He liked the manner in which she moved her head forward to indicate her resolve, when she forced the cloth even more tightly about the arm. The injured man cried aloud and sought to roll over, and Bayard saw the girl's mouth set in a firmer cast, but in other ways she bore herself as if there had been no sound or movement to frighten or disturb her.

"That'll do," he told her, watching the result of the pressure carefully. "Now, would you tear that pillow slip into strips wide enough for a bandage?" She shook the pillow from the casing. "That'll tickle Uncle, downstairs," he added. "It's worth two bits, but he can charge me a dollar for it."

She did not appear to hear this last; just went on tearing strips with hands that trembled ever so little and his gray eyes lighted with a peculiar fire. Weakness was present in her, the weakness of inexperience, brought on by the sight of blood, the presence of a strange man of a strange type, the proximity of that muttering, filthy figure with his face shrouded from her; but, behind that weakness, was an inherent strength, a determination that made her struggle with all her faculties to hide its evidences; and that courage was the quality which Bayard had sought in her. Only, he could not then appreciate its true proportions.
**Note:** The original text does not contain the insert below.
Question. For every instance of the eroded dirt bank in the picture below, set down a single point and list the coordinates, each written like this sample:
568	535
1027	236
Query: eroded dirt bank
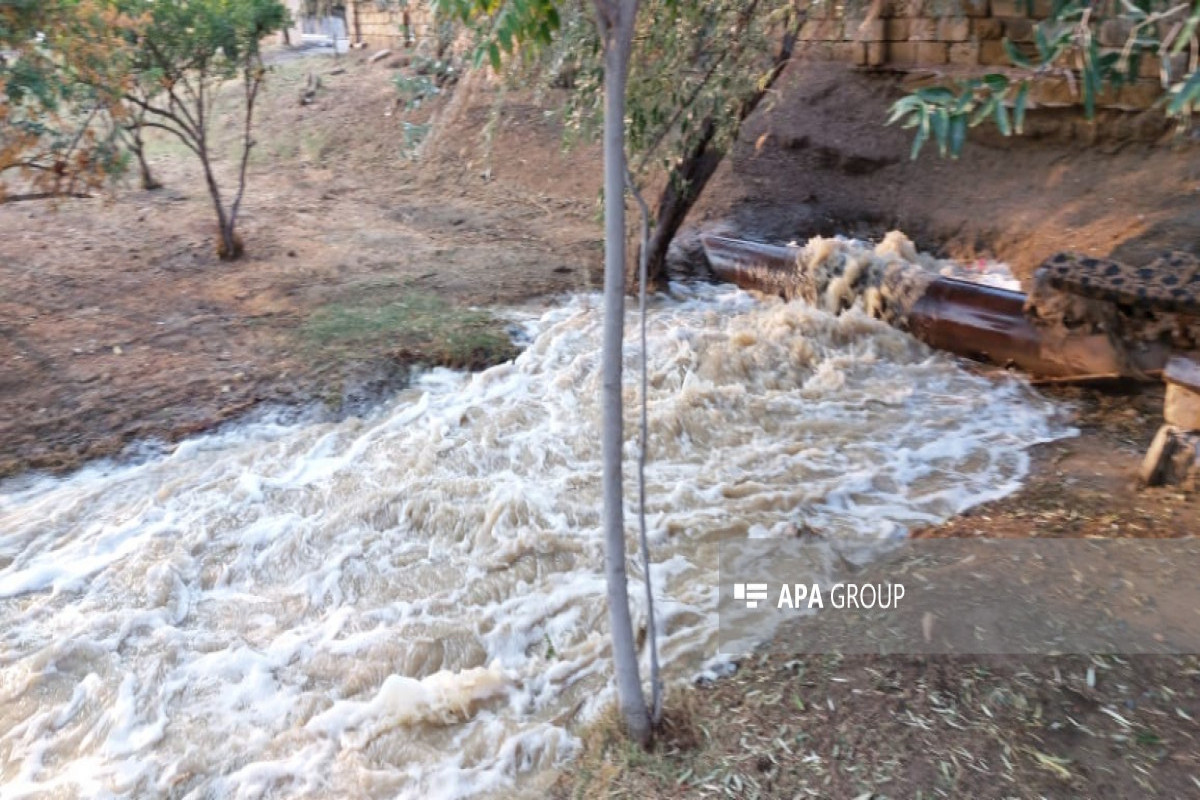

"Is this enough?" she asked.

"Plenty. I can manage alone now, if—"

"But I might as well help you through with this!"

She had again detected his doubt of her, discerned his motive in giving her an avenue of graceful escape from the unpleasant situation; she thought that he still mistrusted her stamina and her stubborn refusal to give way to any weakness set the words on her lips to cut him short.
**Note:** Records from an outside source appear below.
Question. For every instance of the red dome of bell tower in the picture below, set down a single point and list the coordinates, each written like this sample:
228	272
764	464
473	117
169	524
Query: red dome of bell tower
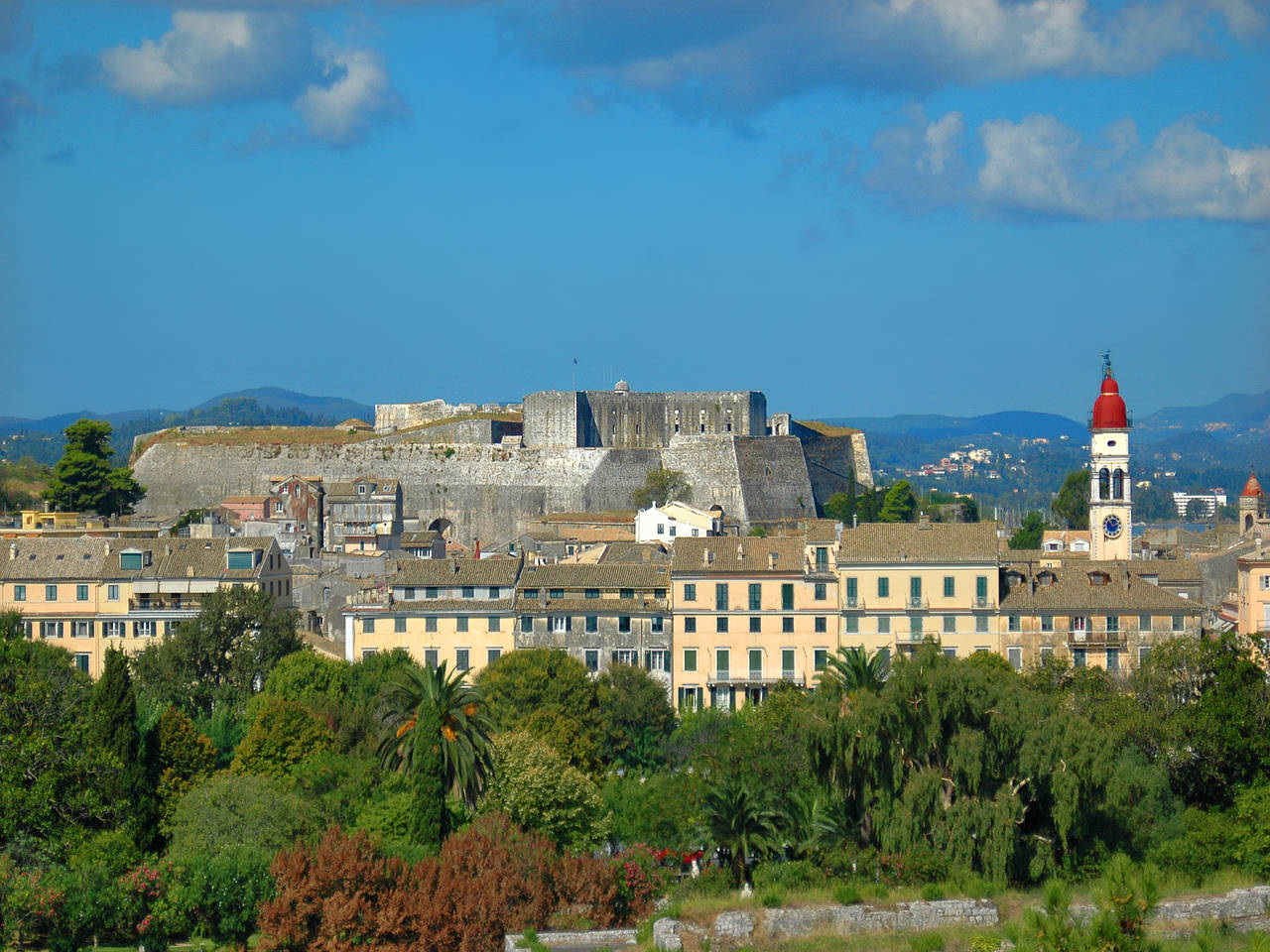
1109	413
"Well, if you want to," he said, soberly, "you can keep this thing tight, while I wash this hole out an' bind it up.... I wouldn't look at it, if I was you; you ain't used to it, you know."

He looked her in the eye, on that last advice, for a moment. She understood fully and, as she took the stick in her hand to keep the blood flow checked, she averted her face. For a breath he looked at the stray little hairs about the depression at the back of her neck. Then, to his work.

He was gentle in cleansing the wound, but he could not touch the raw flesh without giving pain and still accomplish his end, and, on the first pressure of his fingers, the man writhed and twitched and jerked at the arm, drawing his knees up spasmodically.